Obviously, appropriate physical and access security are part of the answer here, but why not encrypt the protocol? So you're encrypting other sensitive data. You don't give credit card information on websites that don't use SSL, do you? (At least I hope you don't want to.) Then why not add an extra layer to the security of SNMP and not encrypt it?

The folks behind SNMP accepted and came up with SNMPv3. This version of SNMP is based on multiple IETF RFCs, in particular RFC 3413 from RFC 3411; In 2004, it became the gel present state gel of SNMP. The biggest changes in SNMPv3 include authentication and data transmission. There was no encryption anywhere on SNMP versions 1 and 2. This means that you should have a password, that is, a "community string", so it is not securely stored or forwarded. If we look at the package above, we can see the community string straight through the day:

Simple Network Management Protocol

  • Version: v2c (1)
  • community: bynkii
  • data: get-response (2)
  • Get answer
  • Request ID: 240098041
  • Error condition: noError (0)
  • error directory: 0
  • Variable Link Count: 1 item
  • 1.3.6.1.2.1.1.3.0: 85515481
  • Object Name: 1.3.6.1.2.1.1.3.0 (iso.3.6.1.2.1.1.3.0)
  • Value (Timeticks): 85515481

The community string used here is bynkii. (For those interested, I used Wireshark for package shots. A great tool.) So even if I choose a good password, anyone with a packet sniffer and a good text editor can find it. Therefore, SNMPv3 encrypts this by encrypting the passwords with the flavors of MD5 or SHA (in particular the HMA-MD5-96 or HMAC-SHA-96, which is the recommended choice, SHA). In addition, SNMPv3 traffic can also be encrypted with the DES encryption algorithm in SNMP for Mac Download.

What are the consequences? Let's look at an SNMPv3 package:

Simple Network Management Protocol
msgSample: snmpv3 (3)
msgglobaldat to
of the article: 530815
msgMaxSize: 65507
msgFlags: 07
.... .1 .. = Reportable: Set
.... ..one. = Encrypted: Set
... ... 1 = Authenticated: Set
msgSecurityModel: USM (3)
msgAuthoritativeEngineID: 80001F8880BBEF113416410E48
1 ... .... = Engine ID Compliance: RFC3411 (SNMPv3)
Engine Corporate ID: net-snmp (8072)
Motor ID Format: Reserved / Company-specific (128): Net-SNMP Random
Engine ID Data: BBEF1134
Engine ID Data: Creating Time: 22 Apr 2008 15:48:38
msgAuthoritativeEngineBoots: 14
msgAuthoritativeEngineTime: 856044
msgUserName: snmpadmin
msgauthenticationpar Game

The user ID and password (in fact, SNMPv1 and SNMPv2 have no user IDs) are encrypted and the traffic itself is encrypted. Although it is not perfect - and still not publicly posted over the internet - it has become much more useless for an attacker. That's the idea.

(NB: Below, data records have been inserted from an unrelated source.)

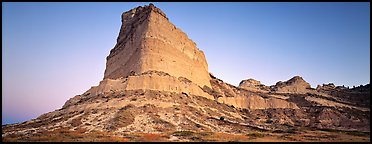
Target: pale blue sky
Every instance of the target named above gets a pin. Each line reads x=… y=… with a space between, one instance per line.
x=54 y=51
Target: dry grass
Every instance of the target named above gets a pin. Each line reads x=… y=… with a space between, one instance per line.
x=66 y=135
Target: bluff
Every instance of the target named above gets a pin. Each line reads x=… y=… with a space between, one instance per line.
x=148 y=41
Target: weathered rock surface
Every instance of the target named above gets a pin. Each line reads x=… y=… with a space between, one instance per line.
x=295 y=85
x=149 y=42
x=253 y=85
x=156 y=80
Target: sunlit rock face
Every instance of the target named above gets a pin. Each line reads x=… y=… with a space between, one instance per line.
x=148 y=41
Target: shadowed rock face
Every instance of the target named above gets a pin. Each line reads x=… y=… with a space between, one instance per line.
x=149 y=42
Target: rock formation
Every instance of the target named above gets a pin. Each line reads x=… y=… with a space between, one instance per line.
x=295 y=85
x=253 y=85
x=149 y=42
x=157 y=81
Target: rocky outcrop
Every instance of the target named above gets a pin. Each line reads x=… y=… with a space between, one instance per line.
x=253 y=85
x=156 y=80
x=150 y=80
x=149 y=42
x=296 y=85
x=256 y=102
x=246 y=98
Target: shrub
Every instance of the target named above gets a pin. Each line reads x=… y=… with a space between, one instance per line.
x=255 y=135
x=222 y=118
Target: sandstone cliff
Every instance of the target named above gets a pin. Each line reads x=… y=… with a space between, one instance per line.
x=295 y=85
x=149 y=42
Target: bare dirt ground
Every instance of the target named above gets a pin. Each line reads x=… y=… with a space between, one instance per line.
x=308 y=135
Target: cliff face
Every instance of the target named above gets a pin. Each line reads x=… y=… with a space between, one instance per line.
x=149 y=42
x=156 y=80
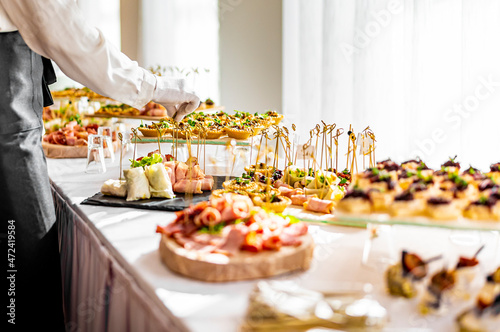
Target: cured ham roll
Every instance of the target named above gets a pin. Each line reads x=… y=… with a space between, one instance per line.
x=356 y=201
x=289 y=192
x=159 y=181
x=319 y=205
x=137 y=184
x=207 y=183
x=188 y=186
x=301 y=199
x=116 y=188
x=181 y=170
x=171 y=170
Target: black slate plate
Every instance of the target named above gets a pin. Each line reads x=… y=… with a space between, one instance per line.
x=180 y=202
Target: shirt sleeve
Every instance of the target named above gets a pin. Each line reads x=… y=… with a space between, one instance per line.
x=57 y=30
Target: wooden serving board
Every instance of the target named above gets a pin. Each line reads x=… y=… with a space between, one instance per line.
x=246 y=265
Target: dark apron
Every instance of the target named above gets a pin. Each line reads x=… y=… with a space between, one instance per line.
x=25 y=194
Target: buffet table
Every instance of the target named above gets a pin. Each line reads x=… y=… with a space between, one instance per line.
x=114 y=279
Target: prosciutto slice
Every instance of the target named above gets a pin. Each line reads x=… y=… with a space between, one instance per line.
x=233 y=241
x=188 y=187
x=319 y=205
x=207 y=183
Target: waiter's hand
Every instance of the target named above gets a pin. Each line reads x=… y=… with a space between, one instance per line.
x=170 y=93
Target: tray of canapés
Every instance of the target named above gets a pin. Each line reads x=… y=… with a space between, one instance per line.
x=151 y=111
x=220 y=126
x=389 y=193
x=385 y=192
x=76 y=93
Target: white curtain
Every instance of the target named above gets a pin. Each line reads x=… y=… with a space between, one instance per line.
x=423 y=74
x=183 y=35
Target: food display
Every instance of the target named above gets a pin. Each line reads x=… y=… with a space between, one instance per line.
x=71 y=140
x=228 y=238
x=411 y=189
x=401 y=278
x=74 y=93
x=151 y=109
x=159 y=176
x=484 y=316
x=211 y=126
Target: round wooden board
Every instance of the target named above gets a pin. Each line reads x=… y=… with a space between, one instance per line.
x=246 y=265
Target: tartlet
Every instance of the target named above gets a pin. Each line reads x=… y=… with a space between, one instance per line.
x=272 y=202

But that's just the background. How about installing SNMPv3 and using it in Mac OS X? Don't be afraid, good reader: this part of the story is on us. But there are some warnings. I won't go into the basics of SNMP installation and use to prevent this from becoming an epic-length article. Instead, I'll refer to an article I wrote earlier covering earlier the SNMP basics and installation. 

It does not include SNMPv3, but it addresses SNMPv1 and v2 very well. This is important because the way you use SNMP is not radically different between versions, and there are still many devices that do not support SNMPv3 at all. Therefore, in order to make better use of SNMP, you will need to be comfortable with older versions in SNMP for Mac Download.